Australia and New Zealand, two US allies which are members of the “Five Eyes” intelligence coalition, have followed in the American footsteps and barred Huawei from building their respective 5G mobile networks. Already, these two countries have been facing a domestic blowback owing to increasing Chinese interference in their internal politics, news media and academia. Banning Huawei came to be seen in Canberra and Wellington as a necessary safeguard against the Chinese juggernaut which is spreading militarily, economically and via cyberspace in the entire Indo-Pacific region. Shortly after Ms Meng’s detention in Canada on December 1, Japan too signalled it would ban Huawei and ZTE gear over fears of intelligence leaks and cyberattacks that would give China’s government an upper hand. Canada itself is debating a ban on Chinese 5G equipment and Ms Meng’s high-profile case has emboldened nationalistic voices there to shut Huawei and ZTE out of its market.

Britain too has banned ZTE and the British company BT has omitted Huawei from its 5G plans. Even India has excluded Huawei and ZTE from partnering with local firms in 5G trials citing security concerns.

Wherever Huawei has become persona non grata, the Chinese government cries foul that the bans are politically motivated and counterproductive for local consumers. For example, China’s state-run Global Times claims India blocked Chinese firms “using the excuse of safeguarding national security to please the US”, and that such bans “will make 5G services too expensive for low-income Indian populations”.

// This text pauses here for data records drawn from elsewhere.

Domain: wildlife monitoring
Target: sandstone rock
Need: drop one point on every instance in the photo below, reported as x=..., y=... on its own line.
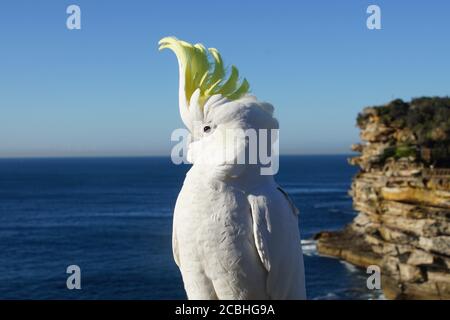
x=402, y=195
x=420, y=257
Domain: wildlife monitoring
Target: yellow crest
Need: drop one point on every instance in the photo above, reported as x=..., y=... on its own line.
x=203, y=69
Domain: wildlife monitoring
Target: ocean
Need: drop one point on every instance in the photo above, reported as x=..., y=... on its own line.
x=113, y=218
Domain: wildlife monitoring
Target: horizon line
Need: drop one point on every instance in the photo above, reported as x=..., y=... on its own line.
x=152, y=156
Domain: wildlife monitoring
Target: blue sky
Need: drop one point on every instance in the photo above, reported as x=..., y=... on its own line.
x=106, y=90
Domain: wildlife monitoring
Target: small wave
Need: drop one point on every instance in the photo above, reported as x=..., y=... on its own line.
x=350, y=268
x=294, y=190
x=309, y=247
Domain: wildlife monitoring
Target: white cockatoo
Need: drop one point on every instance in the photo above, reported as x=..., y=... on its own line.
x=235, y=231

Yet, however much Beijing strives to allay doubts regarding Huawei and convey that business should not be politicised, opposition to Chinese corporate takeover of sensitive sectors persists because of the statist character of China’s business majors. Suspicion of the motives and effects of China’s extending corporate footprint will endure, especially in democracies, as long as China is not a market economy and there is a commanding one-party state which drives economic policymaking with a strategic vision.

Beijing has criticised Canada’s detention of Ms Meng as “extremely nasty” and criticised the US as a “despicable rogue” for initiating proceedings against her. It has also defensively reiterated that Huawei is an innocent victim of politicised harassment. But the more vigorously the Chinese government fights on behalf of its companies abroad, the further it exacerbates the core problem of economics and politics being deeply intertwined in Beijing’s mission of priming its corporations to dominate world markets.

The fundamental issue highlighted by Meng Wanzhou’s fate goes beyond the Iran sanctions or corporate malfeasance. It is the incompatibility between “capitalism with Chinese characteristics” and liberal capitalism. The economic war is an ideological one and Huawei is entangled in the broader clash about how state and market should be relatively positioned in the 21st century.